B.C. budget ignores affordability challenges: UDI

by Neil Sharma25 Feb 2019

The Urban Development Institute charges that the British Columbia budget, released Tuesday, does precious little to tackle housing affordability.

“For too many years, British Columbians have coped with a housing shortage and chronically low vacancy rates of less than 1%,” Anne McMullin, UDI’s CEO, told REP. “While provincial investments in housing for the homeless are welcomed and needed, this budget doesn’t address the housing challenges for our remaining residents, including seniors, employees, students and adult children seeking homes to rent or buy.”

She added that the Vancouver region expects a million new residents and 500,000 jobs over the next two decades, however, those projected gains could eventually become compromised by the seemingly impassive budget.

“UDI believes this budget was a lost opportunity to capitalize on a forecasted downturn in housing starts, by launching an aggressive rental incentive program to boost vacancy rates with more housing options,” continued McMullin. “This is critical if we are going to achieve the government’s laudable goal of building 114,000 affordable housing units.”

Instead of catalyzing the construction of more purpose-built rental buildings, of which there’s a dearth in Greater Vancouver, UDI contends that a string of regressive policies from the provincial NDP is stifling housing starts “with little understanding of our industry’s contribution to our economy, jobs, GDP and provincial tax revenues.”

“At the same time, they forecast that home prices will likely increase in the next few years,” continued McMullin. “This is due to fewer new homes being built for a rapidly growing province, and new taxes being applied to housing projects that get passed onto renters and homebuyers.”

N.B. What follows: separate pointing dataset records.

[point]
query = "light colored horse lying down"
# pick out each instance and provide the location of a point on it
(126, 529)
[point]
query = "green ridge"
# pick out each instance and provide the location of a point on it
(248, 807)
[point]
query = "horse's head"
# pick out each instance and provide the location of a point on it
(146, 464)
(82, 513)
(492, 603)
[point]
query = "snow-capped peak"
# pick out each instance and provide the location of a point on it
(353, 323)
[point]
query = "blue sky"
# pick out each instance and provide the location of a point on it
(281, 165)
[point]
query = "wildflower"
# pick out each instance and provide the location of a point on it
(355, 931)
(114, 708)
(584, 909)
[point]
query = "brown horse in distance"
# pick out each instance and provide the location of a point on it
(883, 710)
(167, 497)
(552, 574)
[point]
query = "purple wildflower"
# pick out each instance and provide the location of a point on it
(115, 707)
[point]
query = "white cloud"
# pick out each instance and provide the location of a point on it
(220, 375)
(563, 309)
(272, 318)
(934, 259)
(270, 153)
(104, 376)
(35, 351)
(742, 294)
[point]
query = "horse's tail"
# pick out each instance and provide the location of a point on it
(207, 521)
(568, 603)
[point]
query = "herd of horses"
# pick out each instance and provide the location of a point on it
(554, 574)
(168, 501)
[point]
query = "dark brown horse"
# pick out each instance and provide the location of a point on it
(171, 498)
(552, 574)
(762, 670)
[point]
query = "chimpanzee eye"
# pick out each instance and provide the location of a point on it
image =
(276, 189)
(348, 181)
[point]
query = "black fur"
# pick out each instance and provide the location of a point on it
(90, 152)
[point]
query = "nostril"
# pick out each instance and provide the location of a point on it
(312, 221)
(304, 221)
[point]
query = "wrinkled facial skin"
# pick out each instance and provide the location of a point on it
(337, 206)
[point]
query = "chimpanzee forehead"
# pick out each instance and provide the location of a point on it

Among UDI’s suggestions is repealing real estate taxes that developers pay on schools, luxuries, properties and property transfers, because they invariably get passed on to homebuyers and renters. The Urban Development Institute also suggests a provincial sales tax rebate on construction materials.

To elucidate its point, UDI says that a typical new Cambie Corridor apartment is priced at $840,000, roughly $220,000 of which is comprised of government taxes and fees. Those charges increase to about $644,000 on a single-family home in Metro Vancouver. As home prices continue escalating in the years ahead, the extra charges will climb commensurately.